按照我们对一般卷积神经网络的模型来理解:一个网络(net)包含很多层(layer),而每层里面的东西无外乎数据(前馈的数据和反馈的误差),这些数据在caffe里面已经用blob类来实现了,那么应该可以想到layer中应该包含了很多blob类,或者说是一个blob类型的vector。
1 layer中的数据有哪些?
protected:
/** The protobuf that stores the layer parameters */
LayerParameter layer_param_;
/** The vector that stores the learnable parameters as a set of blobs. */
vector<shared_ptr<Blob<Dtype> > > blobs_;
/** Vector indicating whether to compute the diff of each param blob. */
vector<bool> param_propagate_down_;
/** The vector that indicates whether each top blob has a non-zero weight in
* the objective function. */
vector<Dtype> loss_;
在源码中可以看到,确实有一个vector来存储很多blob的变量blobs_;
param_propagate_down_在注释中其实说明了,指示本层中的blob是否需要计算diff;为什么会需要这个东西呢?这里就需要再次强调一下了:net > layer > blob。而一个layer中可能包含多个blob,例如有多个bottom, 多个top。
那么loss_是干嘛的呢?暂时也看不明白。
至于LayerParameter定义在caffe.proto中:
message LayerParameter {
repeated string bottom = 2; // the name of the bottom blobs
repeated string top = 3; // the name of the top blobs
optional string name = 4; // the layer name
// Rules controlling whether and when a layer is included in the network,
// based on the current NetState. You may specify a non-zero number of rules
// to include OR exclude, but not both. If no include or exclude rules are
// specified, the layer is always included. If the current NetState meets
// ANY (i.e., one or more) of the specified rules, the layer is
// included/excluded.
repeated NetStateRule include = 32;
repeated NetStateRule exclude = 33;
// NOTE
// Add new LayerTypes to the enum below in lexicographical order (other than
// starting with NONE), starting with the next available ID in the comment
// line above the enum. Update the next available ID when you add a new
// LayerType.
//
// LayerType next available ID: 38 (last added: CONTRASTIVE_LOSS)
enum LayerType {
// "NONE" layer type is 0th enum element so that we don't cause confusion
// by defaulting to an existent LayerType (instead, should usually error if
// the type is unspecified).
NONE = 0;
ABSVAL = 35;
ACCURACY = 1;
ARGMAX = 30;
BNLL = 2;
CONCAT = 3;
CONTRASTIVE_LOSS = 37;
CONVOLUTION = 4;
DATA = 5;
DROPOUT = 6;
DUMMY_DATA = 32;
EUCLIDEAN_LOSS = 7;
ELTWISE = 25;
FLATTEN = 8;
HDF5_DATA = 9;
HDF5_OUTPUT = 10;
HINGE_LOSS = 28;
IM2COL = 11;
IMAGE_DATA = 12;
INFOGAIN_LOSS = 13;
INNER_PRODUCT = 14;
LRN = 15;
MEMORY_DATA = 29;
MULTINOMIAL_LOGISTIC_LOSS = 16;
MVN = 34;
POOLING = 17;
POWER = 26;
RELU = 18;
SIGMOID = 19;
SIGMOID_CROSS_ENTROPY_LOSS = 27;
SILENCE = 36;
SOFTMAX = 20;
SOFTMAX_LOSS = 21;
SPLIT = 22;
SLICE = 33;
TANH = 23;
WINDOW_DATA = 24;
THRESHOLD = 31;
}
optional LayerType type = 5; // the layer type from the enum above
// The blobs containing the numeric parameters of the layer
repeated BlobProto blobs = 6;
// The names of the parameter blobs -- useful for sharing parameters among
// layers (but never required).
repeated string param = 1001;
// Whether to require shared weights to have the same shape, or just the same
// count -- defaults to STRICT if unspecified.
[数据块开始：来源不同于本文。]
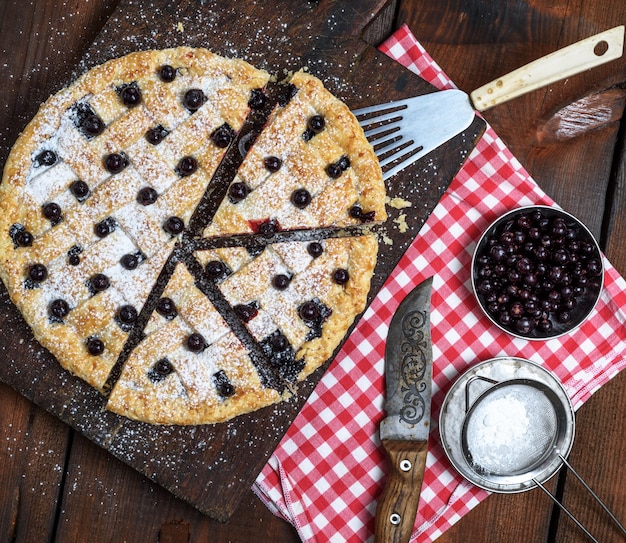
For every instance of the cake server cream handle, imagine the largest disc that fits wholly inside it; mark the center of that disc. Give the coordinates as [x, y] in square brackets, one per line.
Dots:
[573, 59]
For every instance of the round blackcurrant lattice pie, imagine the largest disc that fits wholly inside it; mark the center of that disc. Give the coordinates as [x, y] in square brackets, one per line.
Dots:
[187, 236]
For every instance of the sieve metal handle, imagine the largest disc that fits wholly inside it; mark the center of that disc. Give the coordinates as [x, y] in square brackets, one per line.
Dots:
[588, 488]
[469, 382]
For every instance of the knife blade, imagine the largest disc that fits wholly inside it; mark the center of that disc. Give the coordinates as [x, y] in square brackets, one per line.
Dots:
[404, 431]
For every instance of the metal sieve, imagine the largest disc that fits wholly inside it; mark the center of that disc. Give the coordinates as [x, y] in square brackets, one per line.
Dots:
[511, 431]
[518, 432]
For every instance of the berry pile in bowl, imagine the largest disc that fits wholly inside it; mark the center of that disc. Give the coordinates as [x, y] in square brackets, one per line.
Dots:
[537, 272]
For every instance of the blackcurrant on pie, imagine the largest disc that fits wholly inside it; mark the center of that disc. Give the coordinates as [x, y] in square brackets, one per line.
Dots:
[188, 236]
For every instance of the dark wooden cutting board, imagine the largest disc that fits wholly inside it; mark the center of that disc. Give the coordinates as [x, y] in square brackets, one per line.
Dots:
[212, 466]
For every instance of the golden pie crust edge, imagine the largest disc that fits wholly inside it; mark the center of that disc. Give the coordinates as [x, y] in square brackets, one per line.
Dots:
[68, 349]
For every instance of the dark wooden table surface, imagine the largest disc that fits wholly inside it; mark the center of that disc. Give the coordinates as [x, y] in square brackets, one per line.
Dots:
[57, 486]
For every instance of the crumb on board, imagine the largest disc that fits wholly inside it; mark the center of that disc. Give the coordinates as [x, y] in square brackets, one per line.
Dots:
[398, 203]
[401, 222]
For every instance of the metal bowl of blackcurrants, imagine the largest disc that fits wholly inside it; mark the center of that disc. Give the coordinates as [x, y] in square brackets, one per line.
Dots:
[537, 272]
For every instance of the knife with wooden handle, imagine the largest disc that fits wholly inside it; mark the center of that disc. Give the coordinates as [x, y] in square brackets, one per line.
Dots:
[404, 431]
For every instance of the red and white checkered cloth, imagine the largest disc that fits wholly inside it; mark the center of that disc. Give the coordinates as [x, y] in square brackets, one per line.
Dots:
[327, 473]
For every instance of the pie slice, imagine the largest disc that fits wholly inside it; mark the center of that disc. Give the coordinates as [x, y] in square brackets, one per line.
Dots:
[102, 180]
[308, 168]
[188, 236]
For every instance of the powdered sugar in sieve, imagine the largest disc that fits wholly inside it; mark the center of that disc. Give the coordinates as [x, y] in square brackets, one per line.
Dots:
[510, 429]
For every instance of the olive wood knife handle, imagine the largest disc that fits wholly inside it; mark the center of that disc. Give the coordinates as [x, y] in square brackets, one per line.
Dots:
[397, 506]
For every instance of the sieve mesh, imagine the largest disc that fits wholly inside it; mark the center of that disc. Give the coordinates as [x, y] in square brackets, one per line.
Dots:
[510, 429]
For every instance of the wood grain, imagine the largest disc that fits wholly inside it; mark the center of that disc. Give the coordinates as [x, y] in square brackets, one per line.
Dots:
[474, 41]
[211, 467]
[570, 138]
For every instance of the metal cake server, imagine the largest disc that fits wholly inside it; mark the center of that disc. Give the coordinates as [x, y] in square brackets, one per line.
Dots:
[406, 130]
[404, 432]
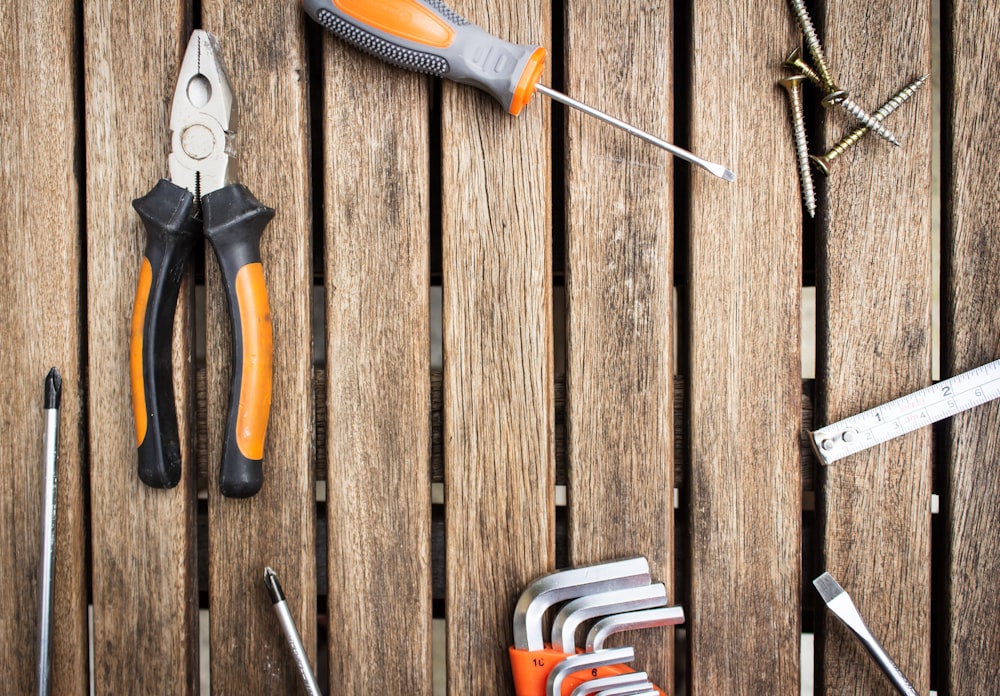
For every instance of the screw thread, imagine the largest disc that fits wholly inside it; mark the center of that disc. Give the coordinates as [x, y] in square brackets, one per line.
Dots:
[813, 44]
[873, 124]
[883, 111]
[794, 88]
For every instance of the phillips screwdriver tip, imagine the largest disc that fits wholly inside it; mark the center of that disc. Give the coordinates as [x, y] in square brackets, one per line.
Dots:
[273, 586]
[53, 389]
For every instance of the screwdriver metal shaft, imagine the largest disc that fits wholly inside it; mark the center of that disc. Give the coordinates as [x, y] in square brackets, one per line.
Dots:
[711, 167]
[291, 633]
[51, 401]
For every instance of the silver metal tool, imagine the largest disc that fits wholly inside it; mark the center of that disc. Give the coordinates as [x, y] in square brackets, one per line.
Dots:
[52, 398]
[575, 663]
[288, 627]
[647, 690]
[630, 621]
[574, 613]
[908, 413]
[594, 686]
[713, 168]
[839, 602]
[563, 585]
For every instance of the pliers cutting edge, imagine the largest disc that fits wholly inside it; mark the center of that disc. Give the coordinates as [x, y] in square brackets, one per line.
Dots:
[202, 198]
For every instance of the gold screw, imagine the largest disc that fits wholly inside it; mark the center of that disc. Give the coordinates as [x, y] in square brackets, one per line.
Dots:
[812, 43]
[838, 97]
[793, 85]
[822, 162]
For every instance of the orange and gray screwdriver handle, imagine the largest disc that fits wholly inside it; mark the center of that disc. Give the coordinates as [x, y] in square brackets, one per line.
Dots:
[233, 222]
[429, 37]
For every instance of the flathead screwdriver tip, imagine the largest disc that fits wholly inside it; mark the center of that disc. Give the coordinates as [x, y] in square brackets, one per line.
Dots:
[53, 389]
[713, 168]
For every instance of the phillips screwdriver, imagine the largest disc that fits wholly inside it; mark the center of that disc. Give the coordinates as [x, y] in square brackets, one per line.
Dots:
[427, 36]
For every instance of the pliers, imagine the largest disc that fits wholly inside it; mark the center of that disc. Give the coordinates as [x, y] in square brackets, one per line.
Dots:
[202, 198]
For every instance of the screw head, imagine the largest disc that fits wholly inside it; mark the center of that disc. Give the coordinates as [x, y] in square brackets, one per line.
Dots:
[835, 97]
[819, 164]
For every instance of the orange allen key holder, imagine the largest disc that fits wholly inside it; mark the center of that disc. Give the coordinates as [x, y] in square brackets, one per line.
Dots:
[620, 596]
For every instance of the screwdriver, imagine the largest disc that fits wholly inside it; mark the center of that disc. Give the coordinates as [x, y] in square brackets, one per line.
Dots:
[427, 36]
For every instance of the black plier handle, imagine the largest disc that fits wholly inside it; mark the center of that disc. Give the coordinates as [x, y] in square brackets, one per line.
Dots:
[201, 198]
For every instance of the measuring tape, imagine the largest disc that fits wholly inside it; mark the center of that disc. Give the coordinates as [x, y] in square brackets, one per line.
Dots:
[908, 413]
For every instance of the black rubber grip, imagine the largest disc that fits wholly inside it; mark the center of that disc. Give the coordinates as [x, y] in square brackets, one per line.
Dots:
[233, 223]
[171, 233]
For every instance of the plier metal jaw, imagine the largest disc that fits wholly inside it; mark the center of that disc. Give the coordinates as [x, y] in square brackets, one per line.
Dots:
[203, 120]
[202, 198]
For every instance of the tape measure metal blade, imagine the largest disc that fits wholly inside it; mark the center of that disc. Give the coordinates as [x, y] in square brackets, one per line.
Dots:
[907, 413]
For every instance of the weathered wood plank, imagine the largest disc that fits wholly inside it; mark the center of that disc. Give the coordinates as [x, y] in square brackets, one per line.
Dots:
[497, 315]
[874, 301]
[144, 572]
[970, 335]
[40, 240]
[375, 130]
[619, 270]
[264, 47]
[743, 350]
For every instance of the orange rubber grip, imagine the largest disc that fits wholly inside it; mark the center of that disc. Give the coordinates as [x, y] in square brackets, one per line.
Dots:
[405, 19]
[135, 350]
[258, 347]
[531, 672]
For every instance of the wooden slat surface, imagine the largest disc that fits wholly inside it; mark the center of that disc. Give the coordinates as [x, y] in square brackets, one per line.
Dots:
[40, 323]
[970, 333]
[72, 169]
[142, 540]
[497, 325]
[743, 350]
[874, 310]
[377, 235]
[264, 49]
[619, 205]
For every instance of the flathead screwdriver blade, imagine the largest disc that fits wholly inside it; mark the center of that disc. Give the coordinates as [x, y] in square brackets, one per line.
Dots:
[711, 167]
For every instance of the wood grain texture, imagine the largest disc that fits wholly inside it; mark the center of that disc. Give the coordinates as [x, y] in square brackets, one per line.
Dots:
[619, 212]
[40, 233]
[497, 316]
[874, 302]
[375, 130]
[143, 540]
[264, 49]
[743, 279]
[970, 334]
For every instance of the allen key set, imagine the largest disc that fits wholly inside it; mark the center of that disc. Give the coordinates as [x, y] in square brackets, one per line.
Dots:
[833, 95]
[620, 596]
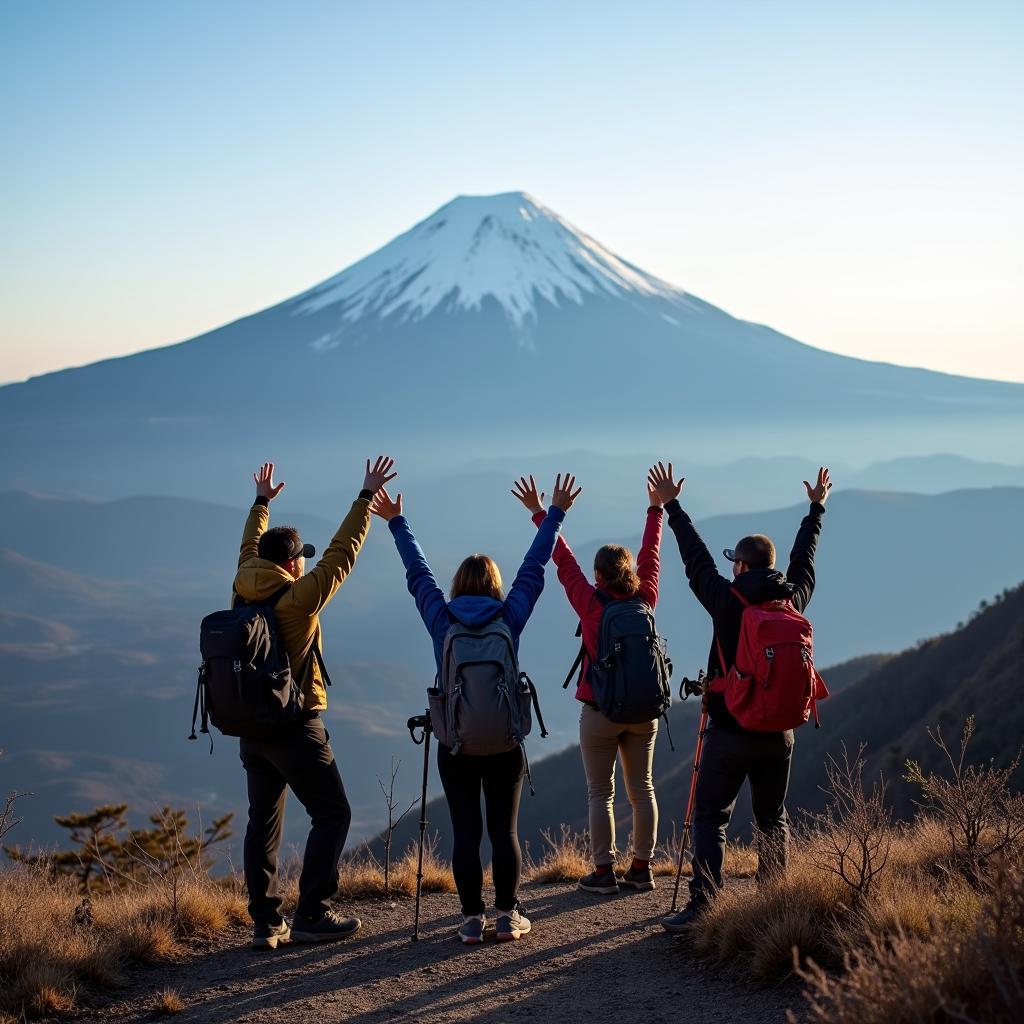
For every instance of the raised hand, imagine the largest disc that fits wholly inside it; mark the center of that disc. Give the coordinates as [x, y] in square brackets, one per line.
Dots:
[526, 493]
[264, 482]
[819, 493]
[563, 496]
[662, 485]
[380, 474]
[384, 506]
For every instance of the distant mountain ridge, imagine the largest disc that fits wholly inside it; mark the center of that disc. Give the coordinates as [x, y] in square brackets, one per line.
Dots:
[92, 687]
[493, 311]
[887, 702]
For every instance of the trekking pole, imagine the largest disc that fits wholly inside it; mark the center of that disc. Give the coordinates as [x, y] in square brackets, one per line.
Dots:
[700, 686]
[421, 722]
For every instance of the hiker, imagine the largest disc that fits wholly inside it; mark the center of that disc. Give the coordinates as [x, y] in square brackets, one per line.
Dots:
[476, 600]
[615, 580]
[732, 754]
[299, 756]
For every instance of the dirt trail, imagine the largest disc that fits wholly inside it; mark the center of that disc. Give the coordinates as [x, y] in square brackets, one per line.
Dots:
[589, 958]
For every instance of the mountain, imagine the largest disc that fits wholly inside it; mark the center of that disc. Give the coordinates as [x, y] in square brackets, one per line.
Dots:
[99, 611]
[885, 702]
[495, 312]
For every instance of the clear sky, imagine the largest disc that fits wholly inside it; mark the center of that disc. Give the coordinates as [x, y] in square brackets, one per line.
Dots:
[848, 173]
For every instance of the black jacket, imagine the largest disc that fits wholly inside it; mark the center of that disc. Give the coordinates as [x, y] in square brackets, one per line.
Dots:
[714, 591]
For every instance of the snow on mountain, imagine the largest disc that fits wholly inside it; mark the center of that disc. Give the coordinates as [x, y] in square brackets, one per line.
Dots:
[509, 247]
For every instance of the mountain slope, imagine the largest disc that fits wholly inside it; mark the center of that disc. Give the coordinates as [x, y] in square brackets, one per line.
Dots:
[494, 311]
[885, 702]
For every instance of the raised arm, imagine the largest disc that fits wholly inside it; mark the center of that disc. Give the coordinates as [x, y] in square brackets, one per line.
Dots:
[314, 589]
[259, 514]
[579, 589]
[529, 580]
[649, 558]
[801, 570]
[711, 588]
[420, 580]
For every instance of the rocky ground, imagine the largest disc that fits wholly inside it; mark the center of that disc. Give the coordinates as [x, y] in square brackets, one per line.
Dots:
[588, 958]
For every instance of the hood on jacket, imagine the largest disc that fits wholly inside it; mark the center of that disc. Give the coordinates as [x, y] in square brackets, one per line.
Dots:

repeated DimCheckMode blob_share_mode = 1002;
enum DimCheckMode {
// Neil: Disabled for windows
// // STRICT (default) requires that num, channels, height, width each match.
// STRICT = 0;
// PERMISSIVE requires only the count (num*channels*height*width) to match.
PERMISSIVE = 1;
}
// The ratio that is multiplied on the global learning rate. If you want to
// set the learning ratio for one blob, you need to set it for all blobs.
repeated float blobs_lr = 7;
// The weight decay that is multiplied on the global weight decay.
repeated float weight_decay = 8;
// The amount of weight to assign each top blob in the objective.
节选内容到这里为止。